Iteration 28. Optimal train duration and capacity

22-09-2024

Goal

What is the optimal train duration and capacity to improve the validation score? And for the leaderboard score?

Motivation

Previous experiments suggest that training for longer might improve generalization. I want to validate that on the evaluation set.

Results

Optimal train duration for full fine-tune

metrics vs number of steps

All metrics improve when training for longer, we don't see signs of plateau on this experiment. Continual training might be a good option for this challenge.

Does LoRA achieve better generalization?

These experiments are for 40k steps, batch size 16.

experiment accuracy pass_32 vote_2 vote_1
full fine-tuning 12.25% 31.13% 22.85% 18.69%
LoRA 32 11.10% 30.25% 22.85% 19.07%
LoRA 128 12.73% 32.25% 22.47% 19.19%

There is no evidence that full fine-tuning generalizes better than LoRA. Moreover considering that so far using a pretrained LoRA for TTFT gives better results it is likely that training a LoRA will give better results

Conclusion

We have verified that training for longer improves generalization. No sign of plateau was observed after training for 80k steps. Thus it's likely that when training to do two tasks we could train further than 160k steps and still see improvements.
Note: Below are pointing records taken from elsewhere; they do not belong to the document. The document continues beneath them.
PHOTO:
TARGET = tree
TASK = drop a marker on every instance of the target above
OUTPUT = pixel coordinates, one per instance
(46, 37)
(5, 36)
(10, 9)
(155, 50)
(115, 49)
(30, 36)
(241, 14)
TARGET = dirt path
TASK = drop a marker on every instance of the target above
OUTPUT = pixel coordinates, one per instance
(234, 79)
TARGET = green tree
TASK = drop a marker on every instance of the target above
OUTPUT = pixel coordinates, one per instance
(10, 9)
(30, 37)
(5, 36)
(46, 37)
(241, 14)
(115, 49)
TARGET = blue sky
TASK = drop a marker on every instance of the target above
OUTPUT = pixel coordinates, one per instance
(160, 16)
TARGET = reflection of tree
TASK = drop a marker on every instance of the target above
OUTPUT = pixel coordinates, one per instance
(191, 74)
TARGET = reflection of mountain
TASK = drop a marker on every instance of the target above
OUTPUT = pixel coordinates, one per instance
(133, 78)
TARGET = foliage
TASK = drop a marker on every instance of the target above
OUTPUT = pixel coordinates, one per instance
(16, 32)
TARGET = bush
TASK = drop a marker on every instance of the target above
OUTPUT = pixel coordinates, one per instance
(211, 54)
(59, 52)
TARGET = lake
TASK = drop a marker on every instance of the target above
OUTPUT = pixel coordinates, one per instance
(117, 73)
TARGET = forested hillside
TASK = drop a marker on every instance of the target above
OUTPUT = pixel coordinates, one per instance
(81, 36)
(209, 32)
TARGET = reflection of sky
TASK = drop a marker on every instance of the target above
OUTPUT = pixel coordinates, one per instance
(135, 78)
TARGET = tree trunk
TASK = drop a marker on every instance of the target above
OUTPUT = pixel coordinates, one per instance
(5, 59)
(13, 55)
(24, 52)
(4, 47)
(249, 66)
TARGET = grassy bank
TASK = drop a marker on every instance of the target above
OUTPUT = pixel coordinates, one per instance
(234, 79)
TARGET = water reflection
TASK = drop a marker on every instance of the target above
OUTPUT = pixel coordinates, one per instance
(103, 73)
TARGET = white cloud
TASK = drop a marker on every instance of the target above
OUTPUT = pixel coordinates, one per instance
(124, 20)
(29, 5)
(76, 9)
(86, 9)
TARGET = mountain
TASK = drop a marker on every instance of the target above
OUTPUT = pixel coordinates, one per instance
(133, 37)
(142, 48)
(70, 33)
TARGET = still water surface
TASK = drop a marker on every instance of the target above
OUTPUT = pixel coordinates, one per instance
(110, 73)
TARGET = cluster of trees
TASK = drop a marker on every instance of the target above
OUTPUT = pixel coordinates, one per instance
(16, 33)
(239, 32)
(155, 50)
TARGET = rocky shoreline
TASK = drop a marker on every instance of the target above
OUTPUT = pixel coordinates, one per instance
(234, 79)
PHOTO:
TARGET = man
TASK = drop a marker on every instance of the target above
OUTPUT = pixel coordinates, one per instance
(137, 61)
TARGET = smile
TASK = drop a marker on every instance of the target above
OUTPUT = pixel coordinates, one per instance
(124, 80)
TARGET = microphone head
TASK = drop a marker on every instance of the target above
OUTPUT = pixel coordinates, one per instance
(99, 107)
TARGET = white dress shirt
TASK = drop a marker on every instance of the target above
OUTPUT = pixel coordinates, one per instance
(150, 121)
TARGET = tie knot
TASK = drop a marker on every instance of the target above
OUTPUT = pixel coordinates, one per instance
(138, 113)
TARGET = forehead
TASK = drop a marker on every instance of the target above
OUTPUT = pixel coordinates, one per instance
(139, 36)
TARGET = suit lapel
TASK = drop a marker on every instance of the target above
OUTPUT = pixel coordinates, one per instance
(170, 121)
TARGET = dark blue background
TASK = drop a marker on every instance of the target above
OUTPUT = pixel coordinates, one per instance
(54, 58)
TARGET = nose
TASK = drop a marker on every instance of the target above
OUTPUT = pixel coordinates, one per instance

So far there is no evidence that full fine-tuning is better than LoRA. I need to validate this on the leaderboard.

Next steps

  • Train new models for submission: full fine-tuning and also LoRA and compare the results on the LB

TODO

  • Determine the optimal training steps for a full model fine-tune
  • Do the same for different LoRAs
  • Does the optimal training steps double when also learning to predict input from inputs?
  • Do the results hold for the leaderboard? How to account for the extra training data?